Un film américain de Guy Ritchie
Avec Madonna
Adriano Giannini
et Jeanne Tripplehorn
Columbia Tristar - 2003 - 1h30
UN
TITRE APPROPRIE
Rarement un titre de film aura aussi bien résumé la
situation : lourd et prévisible, rien ne surnage de ce film
ridicule qui dérive inexorablement vers le néant.
Pour leurs vacances, un groupe de gens riches décide de faire
une croisière sur un yacht en Méditerranée, accompagnés
du personnel de bord. Parmi ces gens riches qui ne jurent que par
le capitalisme (avec des théories à 2 francs six sous…)

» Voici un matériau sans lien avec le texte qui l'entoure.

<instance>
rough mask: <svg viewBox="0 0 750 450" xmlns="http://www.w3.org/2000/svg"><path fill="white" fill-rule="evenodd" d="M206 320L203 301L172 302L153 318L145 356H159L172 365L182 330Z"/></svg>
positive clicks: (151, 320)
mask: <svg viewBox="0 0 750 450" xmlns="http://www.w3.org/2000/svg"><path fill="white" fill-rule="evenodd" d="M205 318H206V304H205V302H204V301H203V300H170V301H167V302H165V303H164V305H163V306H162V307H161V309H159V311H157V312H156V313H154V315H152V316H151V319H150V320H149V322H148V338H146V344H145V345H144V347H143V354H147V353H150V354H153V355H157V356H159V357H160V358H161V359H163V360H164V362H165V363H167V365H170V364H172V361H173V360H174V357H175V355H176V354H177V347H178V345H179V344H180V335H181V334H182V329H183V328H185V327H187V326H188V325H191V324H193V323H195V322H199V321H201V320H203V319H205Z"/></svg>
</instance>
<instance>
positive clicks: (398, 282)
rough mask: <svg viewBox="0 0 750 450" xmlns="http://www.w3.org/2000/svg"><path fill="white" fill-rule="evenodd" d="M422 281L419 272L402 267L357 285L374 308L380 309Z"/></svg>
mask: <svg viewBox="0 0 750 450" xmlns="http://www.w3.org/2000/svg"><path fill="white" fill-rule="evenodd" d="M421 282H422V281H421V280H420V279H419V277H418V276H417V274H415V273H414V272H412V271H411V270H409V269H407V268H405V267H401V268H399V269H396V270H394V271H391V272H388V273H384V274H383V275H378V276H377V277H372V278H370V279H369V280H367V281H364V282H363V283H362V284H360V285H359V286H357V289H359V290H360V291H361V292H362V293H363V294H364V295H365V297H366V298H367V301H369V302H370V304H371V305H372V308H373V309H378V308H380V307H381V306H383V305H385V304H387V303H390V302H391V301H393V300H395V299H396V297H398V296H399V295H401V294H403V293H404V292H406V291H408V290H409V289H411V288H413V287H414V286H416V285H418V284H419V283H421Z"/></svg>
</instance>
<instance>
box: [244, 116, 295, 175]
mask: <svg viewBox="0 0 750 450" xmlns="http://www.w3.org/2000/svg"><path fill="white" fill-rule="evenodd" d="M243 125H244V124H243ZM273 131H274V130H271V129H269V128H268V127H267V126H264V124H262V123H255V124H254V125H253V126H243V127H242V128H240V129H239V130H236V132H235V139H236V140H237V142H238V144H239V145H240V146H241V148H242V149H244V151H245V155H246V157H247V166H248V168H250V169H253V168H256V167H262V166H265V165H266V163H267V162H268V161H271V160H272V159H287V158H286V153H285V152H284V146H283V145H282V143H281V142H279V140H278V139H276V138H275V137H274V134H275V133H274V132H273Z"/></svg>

se trouve Ambre, alias Madonna, qui joue la femme suffisante, aigrie
et enlaidie par son malheur (d'être trop riche?). Sans cesse,
elle attaque verbalement le personnel de bord et plus particulièrement
Giuseppe (Adriano Giannini, LE beau gosse italien par excellence :
heureusement qu'il est là les filles !) : le rapport haine-amour
commence à s'installer entre eux. Giuseppe ne supporte pas
cette femme richissimement dédaigneuse mais ne peut s'empêcher
pour autant de la regarder.
Un après-midi, Ambre se réveillant trop tard, demande
à Giuseppe de mettre le bateau à l'eau pour qu'elle
rejoigne les autres à terre malgré le mauvais temps
qui se lève… La suite est prévisible : ils finissent
par s’échouer sur une île déserte. Dans
ce lieu paradisiaque, forcément, les rôles s'inversent.
Ambre ne sachant pas pêcher se retrouve soumise à Giuseppe
(lui laver son linge, ramasser le bois pour faire du feu…) pour
avoir droit à un petit morceau de poisson. Par vengeance, il
lui fait tout subir (autant dire qu'il la traite comme un chien, à
la limite du ridicule) et forcément, la femme dédaigneuse
qu'était Ambre se révèle être une femme
capable d'amour…
Si vous n'avez jamais lu d'Arlequin, ce film est un bon palliatif
: les dialogues y sont tellement creux que le spectateur finit par
en rire puis par souffler tellement l'histoire est cruche. Alors pitié,
Madonna, ne pars pas une seconde fois à la dérive, reste
dans la chanson. Certes le ridicule ne tue pas, mais il y a des limites.